THE EMBODIMENTS OF THE INVENTION IN WHICH AN EXCLUSIVE
PROPERTY OR PRIVILEGE IS CLAIMED ARE DEFINED AS FOLLOWS:

1. In a matte smelting process wherein a matte phase and a slag phase are formed in a circular furnace pot having a substantially concave bottom and a sub-stantial portion of said concave bottom having a radius of curvature no greater than about the diameter of the furnace pot, the improvement comprising controlling the operation of the furnace so that the matte phase covers no more than about one-half of the surface of the concave furnace bottom.

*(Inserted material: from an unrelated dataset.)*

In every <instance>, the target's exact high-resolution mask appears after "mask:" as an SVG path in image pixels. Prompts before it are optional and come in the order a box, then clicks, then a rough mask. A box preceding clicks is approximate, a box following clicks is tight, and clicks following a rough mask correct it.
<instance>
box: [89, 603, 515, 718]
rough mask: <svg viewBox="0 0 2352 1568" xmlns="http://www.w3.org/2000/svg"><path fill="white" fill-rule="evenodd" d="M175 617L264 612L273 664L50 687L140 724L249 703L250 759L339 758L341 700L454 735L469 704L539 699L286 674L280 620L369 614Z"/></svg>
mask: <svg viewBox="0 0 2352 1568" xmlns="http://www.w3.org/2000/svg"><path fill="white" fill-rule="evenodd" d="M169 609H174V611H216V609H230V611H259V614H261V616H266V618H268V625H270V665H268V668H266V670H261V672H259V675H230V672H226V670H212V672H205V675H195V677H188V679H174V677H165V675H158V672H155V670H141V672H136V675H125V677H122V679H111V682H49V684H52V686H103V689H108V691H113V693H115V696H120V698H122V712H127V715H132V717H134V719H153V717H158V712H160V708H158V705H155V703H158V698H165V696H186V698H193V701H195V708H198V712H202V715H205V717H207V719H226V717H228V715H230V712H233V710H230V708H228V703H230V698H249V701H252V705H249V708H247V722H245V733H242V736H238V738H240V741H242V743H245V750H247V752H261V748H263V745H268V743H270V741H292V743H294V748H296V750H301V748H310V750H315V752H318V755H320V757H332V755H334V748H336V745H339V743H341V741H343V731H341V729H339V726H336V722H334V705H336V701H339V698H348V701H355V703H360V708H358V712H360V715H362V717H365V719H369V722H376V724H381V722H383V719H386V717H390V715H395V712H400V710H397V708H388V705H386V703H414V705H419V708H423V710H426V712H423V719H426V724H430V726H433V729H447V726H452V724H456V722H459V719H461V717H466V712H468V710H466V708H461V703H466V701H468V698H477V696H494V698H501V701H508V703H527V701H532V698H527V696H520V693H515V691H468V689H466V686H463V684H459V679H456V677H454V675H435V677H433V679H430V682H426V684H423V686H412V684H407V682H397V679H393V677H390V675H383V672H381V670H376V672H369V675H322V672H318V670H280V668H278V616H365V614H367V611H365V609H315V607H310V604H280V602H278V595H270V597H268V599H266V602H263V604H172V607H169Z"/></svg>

2. A process for matte smelting wherein the steps comprise:
(a) forming a matte phase and a slag phase in a circular furnace pot having a substantially concave bottom with a substantial portion of said concave bottom having a radius of curvature no greater than about the diameter of the furnace pot;
(b) controlling the operation of the furnace so that the matte phase covers no more than about one-half of the surface of the concave bottom;
(c) tapping the slag phase through a hole in the wall of the furnace pot;
(d) tapping the matte phase through a hole in the wall of the furnace pot approximately opposite the point where the slag phase is tapped and from a point lower in the wall of the furnace than the slag tapping hole; and (e) charging the furnace pot from a peripheral location outside an arrangement of electrodes disposed in the center of the furnace pot.

3. The matte smelting process of Claim 2 further comprising the step of adding a reducing agent to the slag phase at a peripheral location with respect to said electrodes.

4. The matte smelting process of Claim 2 further comprising the step of distributing sulfidic material charge in the central portion of the furnace.